Creating text annotation

For most languages, Sketch Engine provides tagging and lemmatizing tools which automatically marks each token in your corpora with information on part of speech and its lemma (a basic form of the token).

If your language cannot be annotated at the level of tokens by Sketch Engine, you can annotate it manually by adding metadata (called also token attribute) to tokens.

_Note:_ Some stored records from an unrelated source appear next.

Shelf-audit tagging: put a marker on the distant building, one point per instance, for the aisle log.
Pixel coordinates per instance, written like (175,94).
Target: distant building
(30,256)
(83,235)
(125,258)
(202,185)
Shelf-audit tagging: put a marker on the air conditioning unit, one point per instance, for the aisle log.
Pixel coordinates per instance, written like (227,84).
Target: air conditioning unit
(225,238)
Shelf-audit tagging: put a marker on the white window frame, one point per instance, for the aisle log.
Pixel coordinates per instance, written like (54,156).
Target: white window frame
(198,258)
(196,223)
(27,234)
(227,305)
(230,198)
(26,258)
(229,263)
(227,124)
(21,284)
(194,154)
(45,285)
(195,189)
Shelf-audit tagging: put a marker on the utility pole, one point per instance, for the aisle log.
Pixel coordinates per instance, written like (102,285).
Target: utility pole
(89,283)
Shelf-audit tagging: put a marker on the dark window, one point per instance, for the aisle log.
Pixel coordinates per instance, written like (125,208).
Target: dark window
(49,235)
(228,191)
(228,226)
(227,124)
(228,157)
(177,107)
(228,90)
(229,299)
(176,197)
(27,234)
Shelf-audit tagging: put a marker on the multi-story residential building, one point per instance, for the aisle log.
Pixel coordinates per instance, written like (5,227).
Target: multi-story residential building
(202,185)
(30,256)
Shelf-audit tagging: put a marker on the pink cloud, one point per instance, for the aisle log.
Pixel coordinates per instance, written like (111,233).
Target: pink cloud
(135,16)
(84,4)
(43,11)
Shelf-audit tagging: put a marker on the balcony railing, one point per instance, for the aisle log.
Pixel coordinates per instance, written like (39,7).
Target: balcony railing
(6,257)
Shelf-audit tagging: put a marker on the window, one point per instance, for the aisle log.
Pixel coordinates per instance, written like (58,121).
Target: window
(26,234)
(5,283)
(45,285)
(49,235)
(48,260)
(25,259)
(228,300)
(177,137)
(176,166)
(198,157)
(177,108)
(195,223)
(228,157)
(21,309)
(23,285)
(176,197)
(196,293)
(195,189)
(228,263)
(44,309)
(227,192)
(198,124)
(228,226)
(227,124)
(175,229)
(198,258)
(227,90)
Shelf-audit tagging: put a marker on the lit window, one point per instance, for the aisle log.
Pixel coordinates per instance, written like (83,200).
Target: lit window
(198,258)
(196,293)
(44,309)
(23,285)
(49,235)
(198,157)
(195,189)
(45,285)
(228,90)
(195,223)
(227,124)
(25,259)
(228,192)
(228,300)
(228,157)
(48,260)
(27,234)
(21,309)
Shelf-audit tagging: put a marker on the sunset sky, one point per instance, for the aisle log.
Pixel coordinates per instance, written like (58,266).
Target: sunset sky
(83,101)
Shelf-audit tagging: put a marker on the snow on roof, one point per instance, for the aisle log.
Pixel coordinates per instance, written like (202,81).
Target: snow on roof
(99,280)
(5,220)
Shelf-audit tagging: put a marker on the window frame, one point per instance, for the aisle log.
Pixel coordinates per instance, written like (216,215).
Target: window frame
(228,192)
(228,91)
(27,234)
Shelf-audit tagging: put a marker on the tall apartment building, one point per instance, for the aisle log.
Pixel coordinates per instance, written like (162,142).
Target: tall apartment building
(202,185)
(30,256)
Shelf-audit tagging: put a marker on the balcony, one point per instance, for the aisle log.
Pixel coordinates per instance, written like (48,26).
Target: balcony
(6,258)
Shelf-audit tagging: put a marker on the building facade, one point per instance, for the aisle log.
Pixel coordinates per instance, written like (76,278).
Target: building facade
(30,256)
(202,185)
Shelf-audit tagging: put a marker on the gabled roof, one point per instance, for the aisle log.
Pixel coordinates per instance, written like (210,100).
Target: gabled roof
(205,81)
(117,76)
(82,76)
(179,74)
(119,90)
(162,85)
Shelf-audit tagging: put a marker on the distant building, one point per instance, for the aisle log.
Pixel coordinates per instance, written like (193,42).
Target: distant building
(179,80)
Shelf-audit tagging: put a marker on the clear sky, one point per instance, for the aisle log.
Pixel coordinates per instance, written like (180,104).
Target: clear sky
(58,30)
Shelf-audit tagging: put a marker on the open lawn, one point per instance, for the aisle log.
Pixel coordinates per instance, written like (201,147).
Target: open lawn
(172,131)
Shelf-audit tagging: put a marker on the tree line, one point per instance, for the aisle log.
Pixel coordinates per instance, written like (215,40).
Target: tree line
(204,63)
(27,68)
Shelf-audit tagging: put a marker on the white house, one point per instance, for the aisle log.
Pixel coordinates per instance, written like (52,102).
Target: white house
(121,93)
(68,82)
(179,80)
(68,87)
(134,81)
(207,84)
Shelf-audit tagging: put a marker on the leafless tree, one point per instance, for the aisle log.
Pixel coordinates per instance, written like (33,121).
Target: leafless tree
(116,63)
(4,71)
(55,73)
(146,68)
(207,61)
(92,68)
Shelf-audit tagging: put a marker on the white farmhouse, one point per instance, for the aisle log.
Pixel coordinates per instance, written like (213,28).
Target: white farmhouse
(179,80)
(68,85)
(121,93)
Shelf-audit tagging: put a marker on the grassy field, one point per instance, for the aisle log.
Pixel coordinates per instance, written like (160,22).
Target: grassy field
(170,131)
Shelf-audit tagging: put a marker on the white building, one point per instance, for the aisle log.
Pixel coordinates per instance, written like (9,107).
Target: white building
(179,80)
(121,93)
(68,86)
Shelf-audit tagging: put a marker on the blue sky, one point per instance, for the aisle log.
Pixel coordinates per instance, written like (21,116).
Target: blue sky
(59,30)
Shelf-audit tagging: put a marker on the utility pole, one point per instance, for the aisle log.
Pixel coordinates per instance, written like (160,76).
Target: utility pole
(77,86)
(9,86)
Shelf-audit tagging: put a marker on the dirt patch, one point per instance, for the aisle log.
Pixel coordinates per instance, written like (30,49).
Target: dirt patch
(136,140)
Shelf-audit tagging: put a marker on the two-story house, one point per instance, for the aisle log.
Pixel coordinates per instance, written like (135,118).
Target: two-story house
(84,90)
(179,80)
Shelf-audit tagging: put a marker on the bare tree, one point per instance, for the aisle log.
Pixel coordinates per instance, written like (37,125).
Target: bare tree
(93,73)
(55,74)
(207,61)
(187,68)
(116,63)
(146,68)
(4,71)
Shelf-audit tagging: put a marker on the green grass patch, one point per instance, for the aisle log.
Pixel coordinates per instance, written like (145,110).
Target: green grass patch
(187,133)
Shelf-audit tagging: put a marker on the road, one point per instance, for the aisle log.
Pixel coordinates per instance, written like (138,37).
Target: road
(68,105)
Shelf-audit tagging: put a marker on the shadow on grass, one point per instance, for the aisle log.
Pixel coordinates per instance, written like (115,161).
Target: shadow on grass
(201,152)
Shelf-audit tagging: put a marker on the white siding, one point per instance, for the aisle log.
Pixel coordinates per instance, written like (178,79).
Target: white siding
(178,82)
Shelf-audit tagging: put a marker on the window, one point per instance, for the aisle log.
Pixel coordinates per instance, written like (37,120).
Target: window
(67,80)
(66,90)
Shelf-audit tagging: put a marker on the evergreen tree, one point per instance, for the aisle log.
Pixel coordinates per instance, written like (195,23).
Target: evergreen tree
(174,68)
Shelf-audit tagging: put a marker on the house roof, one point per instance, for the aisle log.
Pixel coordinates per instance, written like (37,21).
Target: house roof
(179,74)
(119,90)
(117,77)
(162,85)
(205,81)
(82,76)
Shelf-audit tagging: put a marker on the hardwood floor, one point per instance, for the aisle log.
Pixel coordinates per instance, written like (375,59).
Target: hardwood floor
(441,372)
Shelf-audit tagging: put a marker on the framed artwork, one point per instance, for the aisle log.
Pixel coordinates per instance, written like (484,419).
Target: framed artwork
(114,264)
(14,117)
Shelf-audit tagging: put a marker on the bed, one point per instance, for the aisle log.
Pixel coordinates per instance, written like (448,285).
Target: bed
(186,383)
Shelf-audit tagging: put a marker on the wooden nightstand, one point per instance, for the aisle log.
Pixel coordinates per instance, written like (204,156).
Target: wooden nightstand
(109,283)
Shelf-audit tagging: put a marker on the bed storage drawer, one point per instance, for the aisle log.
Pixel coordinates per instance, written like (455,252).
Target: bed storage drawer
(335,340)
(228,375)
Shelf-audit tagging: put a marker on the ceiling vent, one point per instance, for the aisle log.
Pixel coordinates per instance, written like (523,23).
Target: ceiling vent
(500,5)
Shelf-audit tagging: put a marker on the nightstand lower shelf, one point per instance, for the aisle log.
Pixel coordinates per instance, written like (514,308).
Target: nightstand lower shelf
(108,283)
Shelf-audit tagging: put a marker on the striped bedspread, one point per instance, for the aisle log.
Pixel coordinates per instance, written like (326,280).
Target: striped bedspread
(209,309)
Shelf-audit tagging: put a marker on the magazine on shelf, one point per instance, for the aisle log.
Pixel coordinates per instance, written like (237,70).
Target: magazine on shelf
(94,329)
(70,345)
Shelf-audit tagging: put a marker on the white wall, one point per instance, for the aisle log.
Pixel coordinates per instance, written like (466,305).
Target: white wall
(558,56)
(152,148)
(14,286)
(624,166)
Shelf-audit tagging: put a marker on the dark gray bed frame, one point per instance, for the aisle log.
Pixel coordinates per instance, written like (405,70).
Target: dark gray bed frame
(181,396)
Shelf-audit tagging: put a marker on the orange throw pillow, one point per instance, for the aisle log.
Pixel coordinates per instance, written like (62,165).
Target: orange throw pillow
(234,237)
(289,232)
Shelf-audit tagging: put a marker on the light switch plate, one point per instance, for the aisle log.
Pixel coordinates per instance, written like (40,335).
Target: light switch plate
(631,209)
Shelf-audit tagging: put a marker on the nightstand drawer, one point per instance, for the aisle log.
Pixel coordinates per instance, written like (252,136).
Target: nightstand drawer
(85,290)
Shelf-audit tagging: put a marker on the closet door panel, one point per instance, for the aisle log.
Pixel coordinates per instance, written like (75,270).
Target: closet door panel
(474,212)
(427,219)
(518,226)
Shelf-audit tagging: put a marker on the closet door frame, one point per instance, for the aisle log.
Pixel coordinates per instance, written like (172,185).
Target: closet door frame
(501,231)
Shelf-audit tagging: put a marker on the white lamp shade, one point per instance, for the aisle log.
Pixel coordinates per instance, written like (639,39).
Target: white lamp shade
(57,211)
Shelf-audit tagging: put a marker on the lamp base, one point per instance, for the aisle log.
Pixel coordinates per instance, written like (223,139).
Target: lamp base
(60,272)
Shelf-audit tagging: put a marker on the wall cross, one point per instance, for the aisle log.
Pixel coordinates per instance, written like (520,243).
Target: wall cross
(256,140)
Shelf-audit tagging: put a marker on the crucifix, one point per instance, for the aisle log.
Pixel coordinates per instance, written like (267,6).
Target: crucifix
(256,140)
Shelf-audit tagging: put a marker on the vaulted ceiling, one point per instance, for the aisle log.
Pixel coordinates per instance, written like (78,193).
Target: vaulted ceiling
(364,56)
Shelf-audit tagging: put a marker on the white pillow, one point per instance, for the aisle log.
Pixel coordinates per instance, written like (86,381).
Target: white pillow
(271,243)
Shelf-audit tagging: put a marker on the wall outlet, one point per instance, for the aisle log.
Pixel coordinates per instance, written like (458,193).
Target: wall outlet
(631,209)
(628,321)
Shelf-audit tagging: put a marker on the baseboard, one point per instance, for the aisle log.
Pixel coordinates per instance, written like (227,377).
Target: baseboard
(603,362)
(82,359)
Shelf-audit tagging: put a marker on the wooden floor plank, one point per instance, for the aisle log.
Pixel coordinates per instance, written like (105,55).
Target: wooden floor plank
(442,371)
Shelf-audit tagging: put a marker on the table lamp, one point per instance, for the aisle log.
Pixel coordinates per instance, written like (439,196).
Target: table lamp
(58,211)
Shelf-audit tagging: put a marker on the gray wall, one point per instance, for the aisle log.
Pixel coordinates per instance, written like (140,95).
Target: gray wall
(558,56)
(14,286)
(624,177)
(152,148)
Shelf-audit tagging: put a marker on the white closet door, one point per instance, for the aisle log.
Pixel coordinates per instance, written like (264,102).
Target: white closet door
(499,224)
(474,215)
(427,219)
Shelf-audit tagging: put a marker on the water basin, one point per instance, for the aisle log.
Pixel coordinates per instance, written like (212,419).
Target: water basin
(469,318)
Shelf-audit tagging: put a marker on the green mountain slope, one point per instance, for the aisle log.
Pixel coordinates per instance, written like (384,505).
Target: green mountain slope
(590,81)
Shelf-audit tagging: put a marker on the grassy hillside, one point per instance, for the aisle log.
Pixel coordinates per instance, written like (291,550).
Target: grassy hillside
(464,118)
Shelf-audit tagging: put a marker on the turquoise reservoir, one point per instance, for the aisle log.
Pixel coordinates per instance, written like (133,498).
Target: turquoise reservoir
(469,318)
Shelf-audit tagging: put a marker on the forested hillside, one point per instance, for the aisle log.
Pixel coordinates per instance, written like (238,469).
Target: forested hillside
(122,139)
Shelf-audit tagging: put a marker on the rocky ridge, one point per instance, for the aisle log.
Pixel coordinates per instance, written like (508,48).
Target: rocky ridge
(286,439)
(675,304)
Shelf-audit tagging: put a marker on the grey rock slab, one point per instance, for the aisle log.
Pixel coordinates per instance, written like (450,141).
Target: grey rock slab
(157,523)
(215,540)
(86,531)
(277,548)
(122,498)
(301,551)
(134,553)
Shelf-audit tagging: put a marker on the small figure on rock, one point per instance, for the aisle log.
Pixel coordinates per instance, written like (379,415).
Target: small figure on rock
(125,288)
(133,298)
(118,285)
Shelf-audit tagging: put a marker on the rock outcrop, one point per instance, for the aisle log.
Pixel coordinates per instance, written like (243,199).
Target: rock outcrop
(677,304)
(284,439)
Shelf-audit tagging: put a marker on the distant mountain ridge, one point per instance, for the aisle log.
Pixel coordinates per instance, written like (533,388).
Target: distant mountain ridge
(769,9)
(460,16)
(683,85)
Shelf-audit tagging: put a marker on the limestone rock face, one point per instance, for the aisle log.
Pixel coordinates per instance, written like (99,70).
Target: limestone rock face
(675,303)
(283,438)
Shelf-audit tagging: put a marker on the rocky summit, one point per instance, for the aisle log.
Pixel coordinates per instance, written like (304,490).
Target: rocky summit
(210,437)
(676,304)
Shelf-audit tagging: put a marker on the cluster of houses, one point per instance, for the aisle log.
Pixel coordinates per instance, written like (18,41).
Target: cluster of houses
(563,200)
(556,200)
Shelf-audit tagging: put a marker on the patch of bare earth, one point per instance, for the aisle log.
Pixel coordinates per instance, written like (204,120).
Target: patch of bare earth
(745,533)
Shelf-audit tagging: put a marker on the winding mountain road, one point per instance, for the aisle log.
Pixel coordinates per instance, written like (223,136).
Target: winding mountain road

You can also rewrite/fix token annotation automatically created by Sketch Engine.

Procedure in a nutshell

(If your corpus is in Sketch Engine, first download it in vertical format.)

  • Open the corpus in a plain text editor or annotation software, e.g. FoLiA
  • Add metadata to tokens and save the file.
  • Upload it to Sketch Engine where metadata will be processed into token attributes automatically.

Example annotation – phrase level

Useful for attributes common to the whole phrase:

<named_entity type="geography" subtype="bridge">
Golden
gate
bridge
</named_entity>

Example annotation – token level

Used to represent attributes of separate words (e.g. token ID, word, lowercase lemma, part of speech, dependency ID):

0 Golden golden adjective 1
1 gate gate noun 2
2 bridge bridge noun -

Both examples combined

<named_entity type="geography" subtype="bridge">
0 Golden adjective 1
1 gate noun 2
2 bridge noun -
</named_entity>